Homeowners are trying to protect their properties and gardens with little help from anyone else

Re: Gardeners are responsible for protecting their spaces, Your View, Oak Bay News, Sept. 7

Most residents hesitate to enter the deer management fray in Oak Bay – there are two sides to the issue, many (too many) letters have already been written, neither side seems to acknowledge the other’s point of view, and (of course) the politicians are afraid or unable to do anything about it.

But let’s at least get real: all it take is $60 to protect your vegetable garden and property from deer?
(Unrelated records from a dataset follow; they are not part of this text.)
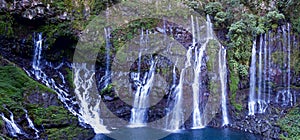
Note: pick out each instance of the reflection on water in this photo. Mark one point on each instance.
(195, 134)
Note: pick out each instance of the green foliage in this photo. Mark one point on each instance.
(6, 25)
(291, 124)
(57, 122)
(13, 83)
(296, 24)
(130, 30)
(213, 8)
(52, 115)
(273, 18)
(221, 19)
(70, 132)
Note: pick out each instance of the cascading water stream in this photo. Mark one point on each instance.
(88, 113)
(107, 63)
(39, 74)
(289, 66)
(144, 85)
(31, 125)
(251, 102)
(143, 88)
(197, 120)
(37, 56)
(259, 92)
(89, 103)
(269, 67)
(177, 113)
(265, 68)
(223, 78)
(11, 126)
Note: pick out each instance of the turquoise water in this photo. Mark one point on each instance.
(196, 134)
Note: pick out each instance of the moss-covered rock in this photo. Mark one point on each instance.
(19, 92)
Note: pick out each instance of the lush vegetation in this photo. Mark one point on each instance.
(291, 124)
(16, 86)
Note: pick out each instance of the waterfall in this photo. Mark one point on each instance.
(144, 85)
(11, 125)
(88, 102)
(265, 68)
(287, 96)
(49, 81)
(177, 113)
(31, 125)
(289, 66)
(270, 67)
(197, 120)
(107, 63)
(259, 92)
(251, 102)
(37, 56)
(143, 88)
(223, 78)
(88, 113)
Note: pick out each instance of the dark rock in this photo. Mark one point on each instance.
(44, 99)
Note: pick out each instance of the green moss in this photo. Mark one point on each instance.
(233, 85)
(13, 83)
(57, 121)
(6, 25)
(69, 77)
(54, 115)
(69, 133)
(291, 124)
(213, 51)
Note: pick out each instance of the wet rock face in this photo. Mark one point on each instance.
(44, 99)
(31, 10)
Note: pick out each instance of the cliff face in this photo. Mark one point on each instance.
(236, 24)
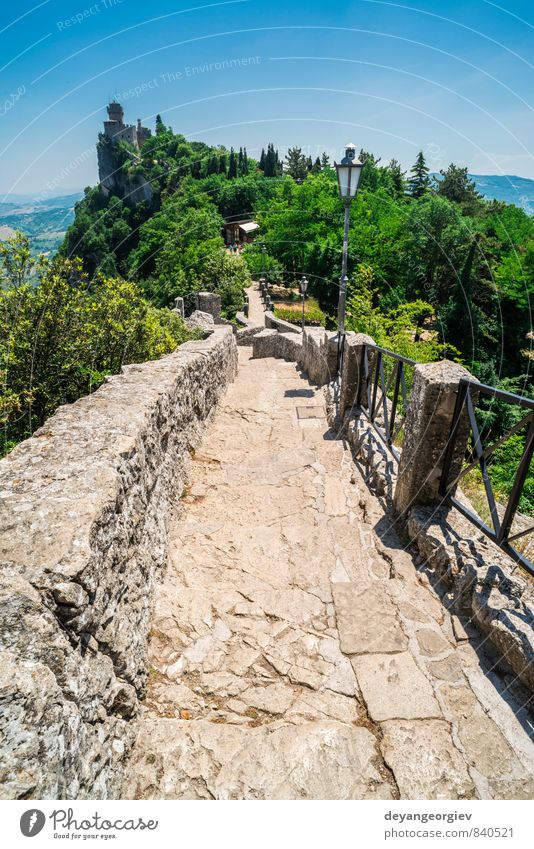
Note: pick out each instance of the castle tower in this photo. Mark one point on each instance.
(116, 112)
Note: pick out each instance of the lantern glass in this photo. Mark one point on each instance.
(348, 173)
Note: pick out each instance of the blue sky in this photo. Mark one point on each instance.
(453, 79)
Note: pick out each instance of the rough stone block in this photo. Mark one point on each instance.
(426, 434)
(424, 760)
(394, 687)
(90, 492)
(203, 760)
(367, 620)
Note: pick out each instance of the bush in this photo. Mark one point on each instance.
(293, 314)
(60, 336)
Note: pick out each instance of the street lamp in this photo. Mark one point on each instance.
(348, 177)
(263, 280)
(303, 286)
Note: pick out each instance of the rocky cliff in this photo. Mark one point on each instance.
(83, 540)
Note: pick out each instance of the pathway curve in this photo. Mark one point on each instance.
(296, 652)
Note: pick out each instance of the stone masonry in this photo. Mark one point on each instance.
(296, 650)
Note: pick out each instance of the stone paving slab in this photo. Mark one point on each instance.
(424, 763)
(367, 620)
(296, 650)
(394, 687)
(201, 760)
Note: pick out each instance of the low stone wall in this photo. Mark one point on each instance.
(83, 540)
(313, 350)
(281, 346)
(319, 355)
(477, 581)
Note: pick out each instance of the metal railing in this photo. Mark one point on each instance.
(385, 371)
(469, 393)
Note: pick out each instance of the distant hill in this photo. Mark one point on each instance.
(44, 220)
(517, 190)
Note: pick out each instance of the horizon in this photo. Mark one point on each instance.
(452, 81)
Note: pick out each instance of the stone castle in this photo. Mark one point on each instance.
(110, 173)
(117, 130)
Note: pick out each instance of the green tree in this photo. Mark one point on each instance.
(232, 165)
(296, 163)
(419, 182)
(456, 186)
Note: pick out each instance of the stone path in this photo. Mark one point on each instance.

Families here are spending up to $10,000 (or more) to install cedar deer-proof fencing around their backyards!

The deer have become not only numerous but aggressive (especially bucks during the rut and does when with fawns). Safety is also an issue, particularly when kids, the elderly or pets are involved.

And deer do more than just eat a few veggies or your roses. Numerous plant species are vulnerable, including many species of flowers, shrubs and trees, including fruit trees.

The bucks also deform and girdle shrubs and young trees when rubbing them with their antlers.

(Oak Bay seems to ignore this when planting saplings on the municipal boulevards and leave it up to the adjacent land owners to try to protect the new trees.)

On top of that, with Oak Bay’s existing fence height restrictions, residents are really only permitted to keep deer out of their back yards. Front yards have become write-offs.

And so much for the campaign to support and re-introduce native plant species (many of which are favourite foods of deer).

So, please, let’s stop pretending that the mushrooming deer population is having a negligible impact and can be controlled with a $60 expenditure.

Home owners are doing their best to protect their properties and gardens with little help from anyone else.

You’d think that we are still living in the Wild West where “Open Range” laws are still in effect (allowing uncontrolled livestock to graze anywhere)!